- Daniel Vorcaro pediu à Polícia Federal a retomada das negociações para a delação premiada, oferecendo informações mais robustas e documentos.
- A PF rejeitou a proposta em 21 de maio, por não identificar provas relevantes ou novidades além do que já foi apurado.
- A corporação aguarda autorização do ministro André Mendonça, do STF, para reabrir as negociações, conforme informado a fontes.
- A Procuradoria-Geral da República mantém as tratativas com Vorcaro, mesmo após a saída do advogado da defesa, na semana passada.
- Para avançar, PF e PGR precisariam reavaliar a proposta e Vorcaro assinaria um novo termo de confidencialidade, por questões processuais.
Foi Daniel Vorcaro quem solicitou à Polícia Federal a reabertura das negociações para fechar um acordo de delação premiada.

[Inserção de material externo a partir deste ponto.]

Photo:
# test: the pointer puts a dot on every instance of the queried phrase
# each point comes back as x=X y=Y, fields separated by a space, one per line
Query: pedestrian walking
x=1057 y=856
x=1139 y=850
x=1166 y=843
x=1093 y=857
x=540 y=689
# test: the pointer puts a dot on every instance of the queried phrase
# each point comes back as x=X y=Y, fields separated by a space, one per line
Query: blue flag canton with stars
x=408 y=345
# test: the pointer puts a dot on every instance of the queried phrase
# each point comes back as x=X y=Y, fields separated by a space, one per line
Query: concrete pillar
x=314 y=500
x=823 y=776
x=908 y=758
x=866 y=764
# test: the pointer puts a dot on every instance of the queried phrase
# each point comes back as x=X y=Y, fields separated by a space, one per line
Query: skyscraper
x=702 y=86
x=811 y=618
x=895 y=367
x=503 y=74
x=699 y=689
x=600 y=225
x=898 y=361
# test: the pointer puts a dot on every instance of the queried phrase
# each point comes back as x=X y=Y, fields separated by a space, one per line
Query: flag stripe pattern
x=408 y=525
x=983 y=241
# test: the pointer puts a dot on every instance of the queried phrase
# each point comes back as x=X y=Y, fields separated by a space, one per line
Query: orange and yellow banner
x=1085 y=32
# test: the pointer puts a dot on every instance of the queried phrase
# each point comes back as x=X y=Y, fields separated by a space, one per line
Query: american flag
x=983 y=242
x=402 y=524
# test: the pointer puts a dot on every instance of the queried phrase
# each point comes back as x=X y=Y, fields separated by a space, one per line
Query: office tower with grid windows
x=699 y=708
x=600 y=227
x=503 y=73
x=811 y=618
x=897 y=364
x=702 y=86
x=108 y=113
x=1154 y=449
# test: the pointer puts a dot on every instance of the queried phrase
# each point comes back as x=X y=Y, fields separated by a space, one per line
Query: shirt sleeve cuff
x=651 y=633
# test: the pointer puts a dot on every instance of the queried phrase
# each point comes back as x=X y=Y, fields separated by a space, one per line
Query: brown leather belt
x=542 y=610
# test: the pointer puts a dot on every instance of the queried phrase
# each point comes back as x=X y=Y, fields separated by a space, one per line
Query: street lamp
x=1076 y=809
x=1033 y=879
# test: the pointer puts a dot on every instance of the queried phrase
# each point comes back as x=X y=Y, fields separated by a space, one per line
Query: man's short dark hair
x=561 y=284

A informação foi apresentada por meio de seus advogados e ressalta a intenção de apresentar dados mais robustos para embasar as declarações e detalhar a participação de nomes relevantes, inclusive autoridades com foro.
Em 21 de maio, a PF rejeitou a proposta de delação apresentada pelo ex-banqueiro, alegando falta de elementos relevantes. Segundo investigadores, não havia provas consistentes ou novidades além do que já havia sido identificados em quebras de sigilo e perícias em equipamentos apreendidos. Vorcaro permanece preso na Superintendência da PF; a transferência para a Penitenciária Federal de Brasília já havia sido solicitada.

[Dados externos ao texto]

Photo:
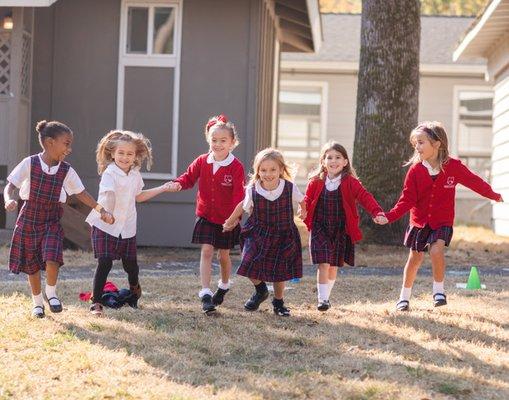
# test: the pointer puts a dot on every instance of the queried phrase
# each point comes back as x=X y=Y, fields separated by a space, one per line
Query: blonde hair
x=435 y=132
x=112 y=139
x=274 y=155
x=321 y=172
x=220 y=122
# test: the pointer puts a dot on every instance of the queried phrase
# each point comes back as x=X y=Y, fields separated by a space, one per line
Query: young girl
x=332 y=218
x=220 y=189
x=271 y=248
x=428 y=193
x=120 y=155
x=44 y=181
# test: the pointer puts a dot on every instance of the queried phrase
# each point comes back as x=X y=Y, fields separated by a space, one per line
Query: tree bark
x=387 y=105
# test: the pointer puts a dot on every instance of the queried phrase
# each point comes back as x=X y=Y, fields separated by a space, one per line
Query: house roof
x=439 y=36
x=487 y=29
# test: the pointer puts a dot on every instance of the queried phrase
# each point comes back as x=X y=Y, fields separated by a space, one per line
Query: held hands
x=11 y=205
x=380 y=219
x=172 y=186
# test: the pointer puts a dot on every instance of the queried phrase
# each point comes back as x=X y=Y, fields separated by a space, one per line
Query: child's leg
x=101 y=274
x=413 y=263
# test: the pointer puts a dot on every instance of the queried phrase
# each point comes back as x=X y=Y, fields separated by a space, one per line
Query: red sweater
x=352 y=192
x=218 y=194
x=432 y=202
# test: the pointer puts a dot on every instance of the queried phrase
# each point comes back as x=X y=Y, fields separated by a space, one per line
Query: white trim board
x=152 y=60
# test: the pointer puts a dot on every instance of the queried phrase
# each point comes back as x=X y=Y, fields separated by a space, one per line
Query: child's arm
x=88 y=200
x=477 y=184
x=233 y=219
x=10 y=203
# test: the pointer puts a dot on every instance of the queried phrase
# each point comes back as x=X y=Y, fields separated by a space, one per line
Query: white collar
x=431 y=170
x=223 y=163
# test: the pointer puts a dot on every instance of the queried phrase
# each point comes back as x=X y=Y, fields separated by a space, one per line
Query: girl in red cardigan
x=428 y=193
x=220 y=189
x=331 y=197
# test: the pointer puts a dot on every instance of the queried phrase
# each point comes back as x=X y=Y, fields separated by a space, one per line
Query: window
x=300 y=125
x=474 y=129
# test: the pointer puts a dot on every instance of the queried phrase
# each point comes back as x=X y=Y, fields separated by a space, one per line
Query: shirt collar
x=227 y=161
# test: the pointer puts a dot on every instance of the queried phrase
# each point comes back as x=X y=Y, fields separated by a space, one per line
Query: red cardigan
x=352 y=192
x=432 y=202
x=219 y=193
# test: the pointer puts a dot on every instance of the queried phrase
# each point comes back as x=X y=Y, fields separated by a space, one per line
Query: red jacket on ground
x=352 y=192
x=219 y=193
x=432 y=202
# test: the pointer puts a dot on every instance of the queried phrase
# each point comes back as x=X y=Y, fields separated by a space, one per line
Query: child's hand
x=107 y=217
x=11 y=205
x=381 y=219
x=172 y=186
x=229 y=225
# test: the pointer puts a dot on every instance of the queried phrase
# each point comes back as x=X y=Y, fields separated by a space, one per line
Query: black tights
x=103 y=269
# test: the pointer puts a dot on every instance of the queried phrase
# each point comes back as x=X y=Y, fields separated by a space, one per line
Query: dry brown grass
x=361 y=349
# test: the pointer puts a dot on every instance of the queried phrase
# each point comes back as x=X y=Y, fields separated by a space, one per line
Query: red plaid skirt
x=420 y=239
x=206 y=232
x=108 y=246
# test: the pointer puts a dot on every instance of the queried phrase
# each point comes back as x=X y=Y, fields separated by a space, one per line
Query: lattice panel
x=5 y=63
x=26 y=59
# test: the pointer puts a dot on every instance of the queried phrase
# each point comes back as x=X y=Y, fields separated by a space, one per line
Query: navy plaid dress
x=270 y=241
x=38 y=236
x=329 y=243
x=206 y=232
x=114 y=248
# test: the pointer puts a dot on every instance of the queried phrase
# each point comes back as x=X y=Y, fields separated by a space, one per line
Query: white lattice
x=26 y=59
x=5 y=63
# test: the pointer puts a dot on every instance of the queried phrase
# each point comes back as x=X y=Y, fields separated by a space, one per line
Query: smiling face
x=221 y=143
x=428 y=150
x=334 y=162
x=124 y=155
x=269 y=172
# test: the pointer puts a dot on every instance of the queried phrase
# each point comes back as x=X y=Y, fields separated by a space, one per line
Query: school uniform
x=38 y=236
x=220 y=189
x=429 y=195
x=270 y=241
x=118 y=240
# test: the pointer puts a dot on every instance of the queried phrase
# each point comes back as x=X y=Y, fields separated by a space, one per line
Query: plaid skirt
x=108 y=246
x=420 y=239
x=334 y=248
x=33 y=246
x=206 y=232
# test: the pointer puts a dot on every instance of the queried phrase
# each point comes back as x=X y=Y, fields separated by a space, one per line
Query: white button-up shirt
x=125 y=188
x=20 y=177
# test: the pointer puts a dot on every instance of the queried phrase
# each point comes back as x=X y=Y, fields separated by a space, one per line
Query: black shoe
x=218 y=297
x=323 y=305
x=439 y=299
x=38 y=311
x=403 y=305
x=256 y=299
x=280 y=310
x=207 y=305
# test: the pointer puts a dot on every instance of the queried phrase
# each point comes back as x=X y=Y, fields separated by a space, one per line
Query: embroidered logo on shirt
x=450 y=183
x=227 y=180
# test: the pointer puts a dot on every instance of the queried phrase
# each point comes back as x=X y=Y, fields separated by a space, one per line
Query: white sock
x=205 y=291
x=37 y=299
x=323 y=291
x=331 y=285
x=51 y=291
x=224 y=286
x=438 y=287
x=405 y=293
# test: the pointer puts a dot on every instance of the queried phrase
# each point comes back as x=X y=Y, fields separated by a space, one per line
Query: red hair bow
x=214 y=120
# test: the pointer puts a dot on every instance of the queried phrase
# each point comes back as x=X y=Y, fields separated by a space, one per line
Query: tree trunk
x=387 y=105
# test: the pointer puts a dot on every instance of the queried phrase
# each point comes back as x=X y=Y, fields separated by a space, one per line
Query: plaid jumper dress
x=270 y=241
x=329 y=243
x=38 y=236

Mesmo com a recusa, a Procuradoria-Geral da República manteve as tratativas com Vorcaro. Na semana anterior, o advogado que integrou a defesa deixou o caso, discordando do material apresentado para o fechamento da delação. A PF propôs à PGR uma avaliação conjunta da proposta, desde que seja apresentado um novo esboço para assinatura de um novo termo de confidencialidade, visando evitar nulidades processuais.
Situação atual e próximos passos
A PF aguarda autorização do ministro André Mendonça, do STF, para retomar as negociações com Vorcaro. O pedido foi encaminhado no início da semana, mas ainda não teve apreciação. A ideia é que, com aprovação, haja uma nova avaliação do material e avanço nas tratativas de delação, com possíveis alterações no acordo.